A pesar de las restricciones a la entrada de vehículos, Cala Salada y, especialmente, la vecina Cala Saladeta registran lleno total en el inicio de la temporada alta. | Toni Escobar

No llegar a tiempo para ocupar una de las alrededor de 60 plazas en el aparcamiento autorizado de Cala Salada o decidir ahorrarse los dos euros y medio que vale el billete de autobús que baja hasta la playa supone caminar bajo el sol veinte minutos por la carretera desde la barrera que restringe el acceso al tráfico. Una demostración de resistencia física solo apta para personas en buena forma que, a pesar de ello, elige mucha de la gente que se resiste a dejar el coche en el polideportivo de Can Coix, lugar donde está ubicada la parada de autobús.
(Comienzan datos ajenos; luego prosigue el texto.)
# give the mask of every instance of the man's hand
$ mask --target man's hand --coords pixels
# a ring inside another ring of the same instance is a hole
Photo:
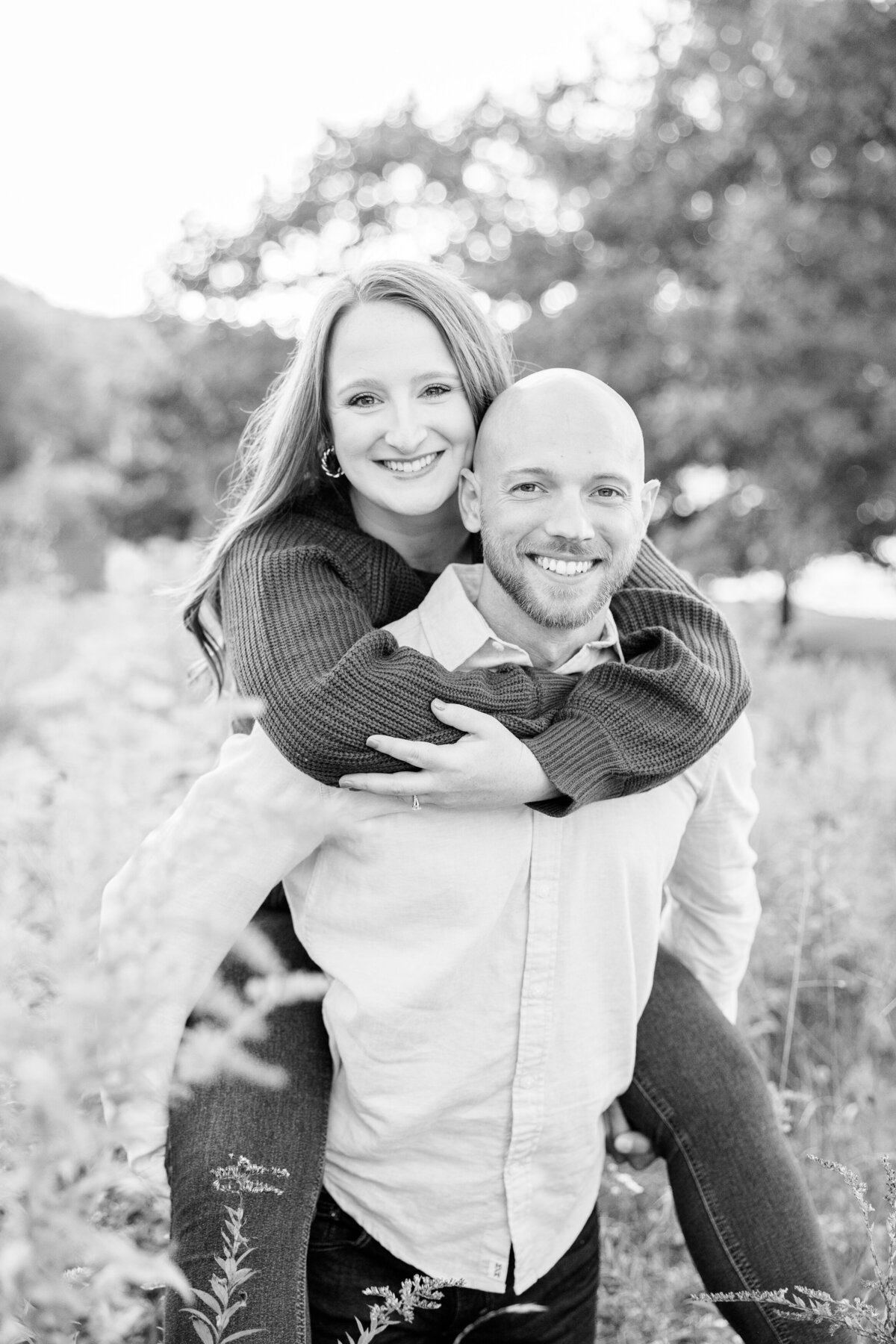
[[[368,747],[415,766],[398,774],[347,774],[343,789],[416,796],[423,806],[516,808],[557,797],[529,749],[493,719],[463,704],[433,700],[433,714],[463,732],[450,746],[375,735]]]
[[[629,1126],[629,1121],[622,1113],[622,1106],[614,1101],[603,1113],[603,1124],[607,1132],[607,1152],[618,1163],[629,1163],[637,1172],[656,1163],[657,1153],[646,1134],[638,1133]]]

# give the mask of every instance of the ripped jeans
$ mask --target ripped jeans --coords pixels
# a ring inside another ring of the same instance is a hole
[[[287,913],[263,910],[255,923],[290,968],[314,969]],[[239,980],[244,970],[228,973]],[[255,1274],[231,1328],[265,1328],[271,1344],[308,1344],[305,1259],[330,1081],[320,1004],[275,1009],[257,1052],[287,1071],[285,1087],[220,1078],[172,1110],[175,1258],[189,1284],[207,1292],[218,1273],[224,1206],[234,1204],[232,1195],[212,1188],[212,1171],[239,1156],[286,1168],[289,1179],[275,1181],[282,1195],[244,1196],[244,1231],[254,1246],[246,1263]],[[633,1129],[647,1134],[666,1161],[681,1230],[708,1292],[806,1285],[836,1293],[809,1192],[752,1054],[690,972],[662,949],[638,1025],[634,1079],[621,1102]],[[165,1344],[195,1344],[181,1306],[169,1292]],[[830,1340],[821,1327],[776,1320],[764,1306],[719,1309],[747,1344]]]

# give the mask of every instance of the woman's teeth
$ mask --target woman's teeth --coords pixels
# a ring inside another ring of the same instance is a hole
[[[424,457],[415,457],[410,462],[403,457],[384,457],[383,466],[390,472],[402,472],[404,476],[412,476],[415,472],[422,472],[424,466],[430,466],[438,456],[438,453],[427,453]]]
[[[587,574],[596,560],[555,560],[548,555],[533,555],[532,559],[551,574]]]

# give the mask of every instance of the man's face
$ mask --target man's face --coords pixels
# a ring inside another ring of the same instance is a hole
[[[465,473],[461,511],[485,566],[537,625],[587,626],[635,562],[657,482],[643,482],[634,417],[617,411],[527,398]]]

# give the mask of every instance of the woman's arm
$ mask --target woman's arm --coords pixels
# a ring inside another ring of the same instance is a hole
[[[367,747],[373,732],[455,742],[431,714],[441,699],[492,714],[524,739],[562,794],[539,806],[560,814],[678,774],[750,694],[725,622],[650,543],[614,599],[626,665],[582,679],[517,665],[449,672],[399,648],[373,622],[420,601],[412,571],[382,543],[313,515],[240,539],[220,595],[240,694],[263,702],[279,751],[325,784],[402,767]]]

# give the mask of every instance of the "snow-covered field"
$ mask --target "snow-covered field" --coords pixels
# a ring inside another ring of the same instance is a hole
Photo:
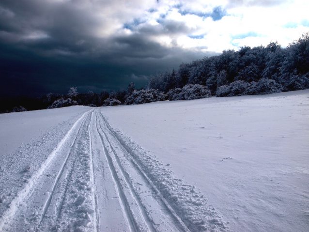
[[[308,90],[0,115],[0,231],[307,232],[309,132]]]

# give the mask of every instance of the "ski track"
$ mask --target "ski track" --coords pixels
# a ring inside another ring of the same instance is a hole
[[[32,172],[0,231],[229,231],[194,186],[130,144],[100,110],[84,113]]]

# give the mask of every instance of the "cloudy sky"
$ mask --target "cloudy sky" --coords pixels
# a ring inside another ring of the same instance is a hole
[[[308,0],[1,0],[0,95],[144,85],[156,71],[309,31]]]

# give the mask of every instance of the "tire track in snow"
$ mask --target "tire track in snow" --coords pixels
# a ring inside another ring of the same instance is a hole
[[[87,112],[86,112],[87,114],[88,115],[88,113],[89,113],[90,111],[88,111]],[[83,115],[83,116],[84,115]],[[85,116],[85,118],[84,118],[84,119],[83,120],[83,121],[81,122],[81,123],[80,124],[80,125],[79,126],[79,127],[78,128],[78,129],[76,133],[76,137],[74,138],[74,140],[73,141],[73,142],[72,143],[71,145],[71,147],[70,149],[70,151],[68,153],[68,155],[67,155],[67,156],[65,158],[65,160],[64,160],[64,162],[63,162],[63,163],[62,164],[61,168],[60,169],[60,170],[59,170],[58,174],[57,174],[56,179],[55,180],[55,182],[54,183],[54,185],[52,186],[52,188],[51,190],[50,191],[50,194],[49,194],[49,196],[48,196],[48,198],[47,200],[47,201],[46,201],[46,202],[45,202],[45,203],[44,204],[44,206],[43,207],[43,213],[42,213],[42,217],[41,218],[41,219],[40,220],[40,222],[39,222],[39,225],[38,225],[38,228],[40,228],[40,226],[41,226],[41,224],[42,223],[42,221],[43,220],[43,219],[44,219],[44,217],[45,217],[45,215],[46,214],[46,212],[47,212],[47,210],[48,208],[48,207],[49,207],[49,205],[50,204],[50,202],[51,201],[51,199],[52,198],[52,197],[54,195],[54,193],[55,192],[55,190],[56,189],[56,188],[57,187],[57,186],[58,184],[58,182],[59,182],[59,180],[60,180],[60,178],[61,178],[61,176],[62,176],[62,174],[63,172],[63,170],[64,170],[64,167],[65,166],[65,165],[67,164],[67,161],[69,159],[69,158],[70,156],[70,155],[71,154],[71,151],[72,151],[72,149],[73,147],[73,146],[75,145],[76,141],[76,139],[77,139],[77,135],[78,135],[78,134],[79,133],[79,131],[80,130],[80,128],[81,128],[82,125],[84,124],[84,122],[85,122],[85,120],[86,120],[86,119],[87,118],[87,116]],[[65,187],[65,190],[64,192],[63,193],[63,196],[62,196],[62,198],[61,198],[61,204],[60,204],[60,209],[57,210],[58,212],[57,213],[57,219],[58,219],[58,218],[59,217],[59,216],[61,214],[61,210],[62,209],[62,205],[63,204],[63,202],[64,201],[64,198],[65,197],[65,194],[66,192],[66,190],[67,190],[67,185],[68,184],[68,182],[69,182],[69,180],[71,177],[71,175],[72,175],[72,172],[73,171],[73,170],[74,169],[74,164],[75,163],[75,161],[76,160],[76,158],[75,158],[75,159],[74,159],[74,161],[73,161],[73,165],[71,167],[71,168],[70,170],[70,171],[69,171],[69,175],[67,177],[67,182],[66,183],[66,187]]]
[[[94,176],[94,164],[93,163],[93,154],[92,151],[92,144],[91,139],[91,133],[90,132],[90,127],[91,126],[92,123],[93,122],[93,112],[91,112],[91,119],[90,119],[90,123],[88,126],[88,133],[89,133],[89,142],[90,142],[90,165],[91,170],[91,175],[90,179],[93,184],[93,197],[94,199],[94,228],[96,232],[100,231],[100,218],[99,217],[99,212],[98,210],[98,199],[96,194],[96,182],[95,181],[95,177]]]
[[[120,183],[120,181],[119,181],[116,170],[115,169],[115,167],[114,167],[112,158],[110,157],[109,155],[108,155],[108,152],[104,143],[102,134],[99,131],[99,126],[100,123],[99,122],[99,120],[98,120],[98,118],[97,114],[96,114],[96,130],[98,134],[100,137],[101,143],[104,151],[104,155],[105,155],[106,159],[107,160],[108,168],[111,173],[113,180],[117,189],[116,190],[117,193],[118,194],[118,196],[119,197],[119,198],[120,199],[121,205],[123,208],[123,211],[124,213],[124,215],[125,215],[126,219],[127,220],[130,229],[130,231],[131,232],[139,231],[138,230],[136,222],[134,220],[134,218],[132,214],[132,213],[131,212],[128,202],[126,199],[123,190],[121,187],[121,184]],[[102,129],[101,127],[100,128]]]
[[[82,119],[84,117],[85,115],[88,114],[92,110],[93,111],[93,108],[84,113],[81,117],[75,122],[64,137],[61,140],[59,143],[58,143],[57,147],[54,149],[53,152],[48,155],[47,159],[41,165],[38,171],[31,176],[25,187],[22,190],[20,191],[16,194],[16,197],[13,199],[10,203],[10,207],[3,213],[1,220],[0,221],[0,231],[2,231],[5,224],[9,224],[20,203],[24,201],[24,200],[31,192],[34,186],[39,181],[41,175],[46,168],[48,167],[52,161],[54,160],[58,151],[61,150],[65,141],[71,136],[72,131],[77,126],[77,124],[81,121]]]
[[[119,143],[119,144],[121,144],[123,146],[122,143],[117,138],[117,137],[115,136],[113,133],[112,133],[109,129],[108,128],[107,123],[106,120],[104,118],[104,117],[102,115],[101,112],[99,112],[103,120],[103,123],[105,126],[105,128],[109,132],[109,133],[113,137],[113,138],[117,140],[117,141]],[[136,168],[139,170],[140,173],[142,175],[143,177],[146,180],[148,184],[151,186],[154,192],[156,193],[157,196],[159,196],[159,198],[161,201],[162,201],[162,202],[166,207],[166,209],[168,212],[174,217],[174,219],[175,222],[175,224],[178,226],[178,229],[181,231],[185,231],[185,232],[189,232],[190,230],[188,229],[186,226],[184,222],[181,220],[180,217],[177,214],[177,213],[173,210],[172,207],[170,205],[170,204],[168,202],[168,201],[165,200],[163,195],[161,194],[160,192],[157,189],[157,188],[154,186],[152,181],[150,180],[150,179],[148,177],[147,174],[143,171],[142,169],[140,168],[139,165],[137,163],[134,158],[133,156],[130,154],[130,153],[125,149],[124,146],[123,146],[124,149],[126,152],[126,153],[129,155],[130,156],[130,161],[132,162],[134,165],[136,167]]]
La experiencia piloto de limitar el paso de vehículos en esta cala que puso en marcha en mayo el Consell d’Eivissa junto al Ayuntamiento de Sant Antoni tiene muchas deficiencias que solucionar. La principal es la falta de información para los turistas que vienen de fuera y que, una vez llegan a la barrera de control, muestran sorpresa, en el mejor de los casos, o directamente cabreo por no poder acceder sobre cuatro ruedas. «Ha sido el peor mes de mi vida», cuenta el vigilante que tiene que lidiar con los que exigen cruzar la barrera alegando su derecho de transitar por la vía pública.

Los que no pueden entrar, aparcan en el camino que conduce a Punta Galera, por lo que el problema de colapso de vehículos no se ha solucionado sino que, simplemente, se ha trasladado de lugar.

Una vez en la playa, en Cala Salada hay espacio para tumbarse pero en Cala Saladeta los problemas de masificación tampoco parecen haberse resuelto. El pequeño arenal está abarrotado a las doce del mediodía.

Paula, una joven turista de Gijón, se queja de que apenas tiene espacio para colocar la toalla. «Vine hace tres años y cada vez hay más gente». Ella es una de las que se ha arriesgado a dejar el coche mal aparcado arriba con la posibilidad de que le multen. «Volveremos andando y si nos cansamos igual cogemos un taxi», dice convencida.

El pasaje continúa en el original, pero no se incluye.